As far as cruelty is concerned, the great and the good are selective in this department. For example, I see that the current Hunting Bill allows rabbits to be killed.

The exclusion of the poor old coney from protection by the Bill, slipped in as if no one will notice, strikes me as being a classic bit of New Labourite hypocrisy.

As it happens, I'm not a fan of any kind of hunting, yet I fail to see the difference between chasing and killing a fox with dogs and chasing and killing a rabbit with ferrets. I would be fascinated to learn of how such a distinction is made.

However, the idea of the Bill is not so much to do with the welfare of the fox, rather with the consolidation of the power of the urban elite now ruling our lives.

This is the same urban elite now reshaping the British countryside into one gigantic theme park, where parents with children called Tabitha and Hector will soon be running freely across nitrogen-gorged grass in matching green wellies en route for the farm restaurant that sells veggie burgers at inflated prices.

Meanwhile, the Welsh hill farmers have been forced out of the sheep business and must compete with each other as the farms become guest houses and horses for pony-trekking now replace their culled compatriots on the mountainsides.

I have this horror of what the future holds for the countryside when the urbanites and their friends in Brussels finally deliver the coup de grace to British agriculture.

Mad cow disease, fuel prices and latterly foot-and-mouth will, I am certain, irrevocably change farming in Britain - which means that the face of the countryside will also irretrievably alter out of all recognition.

We should look to ourselves. For we are indeed accessories and accomplices. Is it not ourselves, the consumers, who have dictated the pace of events? Do we not complain if the price of staple foods increase by a few pence and then go shopping around to find even cheaper deals in the thousands of supermarkets that have now replaced the street corner greengrocer, butcher and fishmonger?

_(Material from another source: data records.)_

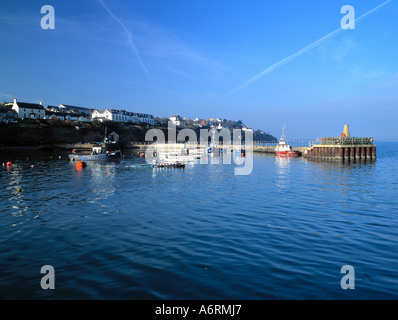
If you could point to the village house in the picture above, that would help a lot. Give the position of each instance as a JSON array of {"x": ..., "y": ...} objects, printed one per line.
[
  {"x": 8, "y": 115},
  {"x": 177, "y": 120},
  {"x": 29, "y": 110},
  {"x": 75, "y": 109},
  {"x": 122, "y": 116}
]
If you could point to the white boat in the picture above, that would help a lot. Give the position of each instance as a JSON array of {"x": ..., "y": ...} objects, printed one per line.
[{"x": 283, "y": 149}]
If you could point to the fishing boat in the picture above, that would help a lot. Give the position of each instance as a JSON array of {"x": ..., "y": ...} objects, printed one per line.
[
  {"x": 283, "y": 149},
  {"x": 99, "y": 152}
]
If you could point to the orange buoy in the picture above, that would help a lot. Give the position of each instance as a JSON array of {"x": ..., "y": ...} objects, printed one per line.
[{"x": 80, "y": 165}]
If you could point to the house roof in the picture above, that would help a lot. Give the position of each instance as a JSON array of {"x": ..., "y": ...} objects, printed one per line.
[
  {"x": 5, "y": 109},
  {"x": 30, "y": 105},
  {"x": 74, "y": 107}
]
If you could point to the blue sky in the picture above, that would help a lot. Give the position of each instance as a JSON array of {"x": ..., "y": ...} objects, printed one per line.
[{"x": 193, "y": 57}]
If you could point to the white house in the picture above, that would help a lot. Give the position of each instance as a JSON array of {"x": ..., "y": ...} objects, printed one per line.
[
  {"x": 67, "y": 107},
  {"x": 111, "y": 115},
  {"x": 122, "y": 116},
  {"x": 29, "y": 110}
]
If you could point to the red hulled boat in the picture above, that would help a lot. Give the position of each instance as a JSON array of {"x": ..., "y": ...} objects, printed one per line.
[{"x": 283, "y": 149}]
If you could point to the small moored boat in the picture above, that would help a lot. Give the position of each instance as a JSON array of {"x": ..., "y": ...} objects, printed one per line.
[
  {"x": 99, "y": 153},
  {"x": 283, "y": 149}
]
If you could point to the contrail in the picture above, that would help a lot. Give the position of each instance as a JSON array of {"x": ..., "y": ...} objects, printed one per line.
[
  {"x": 131, "y": 44},
  {"x": 302, "y": 51}
]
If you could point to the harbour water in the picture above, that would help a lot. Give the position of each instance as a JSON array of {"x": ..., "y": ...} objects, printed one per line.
[{"x": 117, "y": 231}]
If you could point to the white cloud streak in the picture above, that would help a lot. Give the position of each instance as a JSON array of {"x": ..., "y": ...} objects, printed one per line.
[
  {"x": 131, "y": 44},
  {"x": 300, "y": 52}
]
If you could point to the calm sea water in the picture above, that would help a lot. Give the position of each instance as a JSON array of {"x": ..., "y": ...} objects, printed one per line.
[{"x": 120, "y": 232}]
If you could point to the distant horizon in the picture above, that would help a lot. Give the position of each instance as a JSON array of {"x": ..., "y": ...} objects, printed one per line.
[{"x": 266, "y": 64}]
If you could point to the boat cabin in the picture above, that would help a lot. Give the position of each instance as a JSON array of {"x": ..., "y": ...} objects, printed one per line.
[{"x": 98, "y": 150}]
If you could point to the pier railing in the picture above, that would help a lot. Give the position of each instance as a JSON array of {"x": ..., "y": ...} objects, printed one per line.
[{"x": 295, "y": 142}]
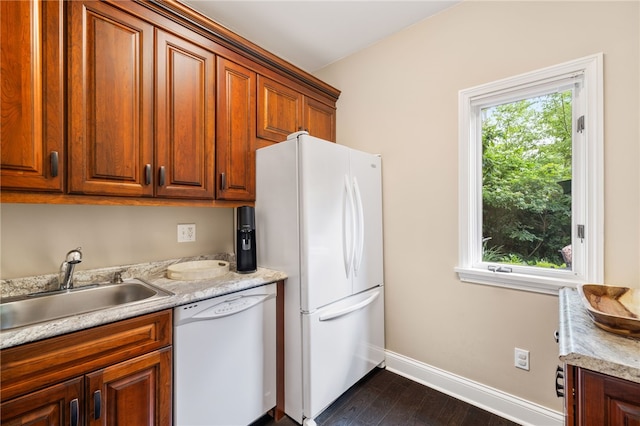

Look at the food we eat now. We complain about foxhunting, yet readily eat meat reared in misery and killed by strangers. At a thousand Saturday night dinner parties, the righteous wring their hands and then tuck into their prawn cocktails, forgetting or ignoring that for every little pink crustacean that goes down their throats, a thousand other sea creatures must die, casualties of wall-of-death fishing nets.

Up and down the land, hypocrite carnivores trade the latest morality across the dinner tables of the nation, their minds awash with red wine and platitudes. While not far away, a distant light on the horizon betrays the farmhouse where its occupant can be found contemplating rack and ruin.

It may not be too late for the British countryside, but the big hands are definitely hovering near midnight. The pace of change in my lifetime the disappearance of the bullock hedges, the elms, monoculture reigning supreme probably far exceeds the speed of the transformations of 200 years ago when the great landowners decided to make their fortunes in wool and enclosed the fields.

One thing is certain. Those lost days of hot Septembers when tousle-haired village children set off on the back of farmer Jack Mace's trailer to go spud-picking may as well be light years ago. And I mourn their passing.